Freitag, 27. November 2009

Immer die gleichen Rezepte für immer neue Probleme

– das ist die Strategie unserer Zeitgeistler. So etwa Kondome: zuerst sollten sie gegen die Überbevölkerung helfen, dann gegen AIDS, nun gegen den Klimawandel. Ein Leserbrief – «Kondome für Reiche» – enthüllt in diesem Fall den Denkfehler (wenn ich auch dem Gegenvorschlag des Schreibers natürlich nicht zustimme).

Donnerstag, 26. November 2009

Die neue Religion

oder, genauer gesagt, das moderne Religionssurrogat wird gefährlich: nicht nur in den USA, sondern auch in Europa.

Mittwoch, 25. November 2009

Dreimal Ewald & Ewald 11 im Netz?

Liebe Leser!
Mit leisem Schreckeen sah ich, das im Netz dreimal E&E 11 erschien, ob man nun E&E 11/06, E&E 12/07 oder E&E 13/08 anklickte. Zum Teil liegt das daran, das auf der Titelseite des E&E von 2007 fälschlich die Nummer 11 steht - das ist redlicherweise nicht mehr zu ändern.
Aber unter E&E 13/08 erschien noch einmal das Heft von 2007.
Ich bitte um Nachsicht: jetzt ist das berichtigt und E&E 13/2008 an der richtigen Stelle richtig eingelinkt.
E&E 14/2009 freilich ist noch in Arbeit - wir rechnen da das Jahr stilo florentino, also bis zum nächsten 25. März. Ein Vorabdruck existiert ja bereits.
Viel Freude beim Lesen!

Eheprobleme

Im Falle der Zerrüttung einer Ehe kennt die Kirche die Trennung von Tisch und Bett.
Hierzu ist ein von Wohlwollen getragenes Gespräch unter den beiden Partnern hilfreich, um unschöne Verwürfnisse zu vermeiden.

Montag, 23. November 2009

Es macht doch wieder Freude, zur Kirche zu gehen

Samstag vor einer Woche war ich in der Venner Messe. Eine kleine Schola genügte zur festlichen Gestaltung der Messe. Die Begeisterung reichte auch noch, um die Vorabendmesse der Nachbarkirche als Choralamt zu gestalten. Und mit Freude konnte ich sehen, daß es viele Kommunikanten waren und dennoch keine Ungeduld entstand, obwohl der Priester sich die Mühe machte, allein die Kommunion auszuteilen.
Eine Woche später hatte ich Gelegenheit, am Sonntagshochamt in St. Afra teilzunehmen. Nachdem ich zwei Wochen zuvor mich ereifert hatte, was eben keine Participatio actuosa ist, konnte ich nun wirkliche Teilnahme erleben.

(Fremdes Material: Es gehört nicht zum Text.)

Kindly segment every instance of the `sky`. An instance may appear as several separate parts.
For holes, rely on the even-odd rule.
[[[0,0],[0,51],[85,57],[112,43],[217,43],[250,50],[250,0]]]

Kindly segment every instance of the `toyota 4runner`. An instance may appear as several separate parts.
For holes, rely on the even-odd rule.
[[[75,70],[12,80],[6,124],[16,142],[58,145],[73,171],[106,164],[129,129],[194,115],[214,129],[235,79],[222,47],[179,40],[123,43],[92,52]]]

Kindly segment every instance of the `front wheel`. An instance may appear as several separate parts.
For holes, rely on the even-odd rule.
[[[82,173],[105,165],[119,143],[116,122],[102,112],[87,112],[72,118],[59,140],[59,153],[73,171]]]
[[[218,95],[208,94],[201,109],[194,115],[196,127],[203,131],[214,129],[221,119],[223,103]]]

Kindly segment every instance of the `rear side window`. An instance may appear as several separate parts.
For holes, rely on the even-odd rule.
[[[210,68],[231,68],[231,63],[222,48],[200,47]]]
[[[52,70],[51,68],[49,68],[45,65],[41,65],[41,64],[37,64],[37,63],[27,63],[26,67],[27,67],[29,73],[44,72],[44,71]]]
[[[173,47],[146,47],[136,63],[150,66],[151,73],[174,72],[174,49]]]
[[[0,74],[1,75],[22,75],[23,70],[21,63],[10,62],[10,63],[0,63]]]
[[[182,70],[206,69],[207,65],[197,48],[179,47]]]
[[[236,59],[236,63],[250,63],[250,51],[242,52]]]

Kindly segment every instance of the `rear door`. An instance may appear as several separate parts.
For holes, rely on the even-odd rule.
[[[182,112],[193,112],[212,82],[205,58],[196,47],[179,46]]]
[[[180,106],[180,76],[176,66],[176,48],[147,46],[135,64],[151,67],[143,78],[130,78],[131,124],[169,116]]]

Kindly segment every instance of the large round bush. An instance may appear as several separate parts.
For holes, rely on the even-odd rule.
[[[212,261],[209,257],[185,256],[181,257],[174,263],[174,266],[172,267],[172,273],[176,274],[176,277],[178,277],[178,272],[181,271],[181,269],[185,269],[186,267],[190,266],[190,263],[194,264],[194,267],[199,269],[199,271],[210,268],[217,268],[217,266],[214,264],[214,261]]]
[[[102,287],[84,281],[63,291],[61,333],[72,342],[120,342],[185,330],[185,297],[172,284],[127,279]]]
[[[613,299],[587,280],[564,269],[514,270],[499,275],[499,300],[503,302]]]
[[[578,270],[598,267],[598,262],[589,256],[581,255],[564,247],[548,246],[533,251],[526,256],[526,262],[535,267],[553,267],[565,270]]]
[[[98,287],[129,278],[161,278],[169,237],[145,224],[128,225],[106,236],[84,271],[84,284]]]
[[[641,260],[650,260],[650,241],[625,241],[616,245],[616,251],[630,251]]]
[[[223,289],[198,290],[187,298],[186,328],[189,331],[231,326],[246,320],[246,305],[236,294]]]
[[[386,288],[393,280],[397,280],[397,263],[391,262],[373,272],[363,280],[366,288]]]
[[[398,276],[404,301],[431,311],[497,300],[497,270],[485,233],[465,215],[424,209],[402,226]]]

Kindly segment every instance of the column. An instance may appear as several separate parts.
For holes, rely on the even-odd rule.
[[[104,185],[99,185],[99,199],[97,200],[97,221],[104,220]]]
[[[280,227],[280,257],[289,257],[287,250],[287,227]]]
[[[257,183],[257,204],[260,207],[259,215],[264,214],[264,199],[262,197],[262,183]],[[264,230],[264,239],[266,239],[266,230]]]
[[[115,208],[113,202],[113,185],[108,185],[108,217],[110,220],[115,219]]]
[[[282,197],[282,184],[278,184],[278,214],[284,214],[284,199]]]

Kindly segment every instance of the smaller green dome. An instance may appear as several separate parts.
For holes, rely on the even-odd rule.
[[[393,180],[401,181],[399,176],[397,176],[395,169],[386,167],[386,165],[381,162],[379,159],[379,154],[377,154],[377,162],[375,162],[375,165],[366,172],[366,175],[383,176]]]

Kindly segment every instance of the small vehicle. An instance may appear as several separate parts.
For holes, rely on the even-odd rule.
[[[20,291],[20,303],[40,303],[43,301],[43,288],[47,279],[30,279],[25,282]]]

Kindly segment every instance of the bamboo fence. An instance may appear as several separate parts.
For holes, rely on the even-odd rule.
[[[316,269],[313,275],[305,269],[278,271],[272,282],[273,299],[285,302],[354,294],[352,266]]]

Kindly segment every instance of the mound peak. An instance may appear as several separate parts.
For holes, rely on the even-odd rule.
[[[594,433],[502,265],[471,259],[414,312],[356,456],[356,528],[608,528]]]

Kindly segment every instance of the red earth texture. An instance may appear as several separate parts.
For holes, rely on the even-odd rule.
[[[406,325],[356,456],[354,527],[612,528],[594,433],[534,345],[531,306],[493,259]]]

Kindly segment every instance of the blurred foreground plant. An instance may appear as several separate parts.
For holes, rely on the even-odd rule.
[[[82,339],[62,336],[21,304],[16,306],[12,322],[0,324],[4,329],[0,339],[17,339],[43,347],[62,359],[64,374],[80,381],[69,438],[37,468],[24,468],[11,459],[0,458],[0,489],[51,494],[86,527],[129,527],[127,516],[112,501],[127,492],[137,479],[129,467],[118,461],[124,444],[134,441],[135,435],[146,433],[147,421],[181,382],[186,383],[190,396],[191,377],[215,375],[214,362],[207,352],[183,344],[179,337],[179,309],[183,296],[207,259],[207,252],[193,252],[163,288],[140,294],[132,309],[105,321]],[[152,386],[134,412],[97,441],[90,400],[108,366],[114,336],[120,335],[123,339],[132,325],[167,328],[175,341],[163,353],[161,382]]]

Donnerstag, 19. November 2009

Donnerstag, 5. November 2009

Hoffnung für seine Pfarrei

hat der Chronist noch - aber er braucht Geduld.

Abendländische Eßkultur

Immer öfter erlebe ich, daß anstelle dessen, was ich eigentlich als Fleisch kenne, sogenannte Hähnchenschnitzel angeboten werden oder sich irgendwo in einem Gericht irgendwelche Putenstreifen sinnlos herumtreiben. Daß die Sache System hat, hat der Chronist in einem spannenden Essay dargelegt gefunden.
Liebe Leser, seht mir nach, daß ich das so spät erst in den Blog setze. Zwischen trockenzulegenden Trinkern, dem Vortrag, der für den Tag der Abendländischen Musik am Samstag nächster Woche vorbereitet sein will, und auch noch dem nächsten Heft der heiligen Ewald & Ewald kommt die edle Kunst des Balatus (ist das die richtige Übersetzung für «Bloggen»?) leider zu kurz.
Einen Nutzen aber hat meine Verspätung: zwei Wochen später habe ich noch einen entsprechenden kaum minder spannenden Artikel über den Wein entdeckt.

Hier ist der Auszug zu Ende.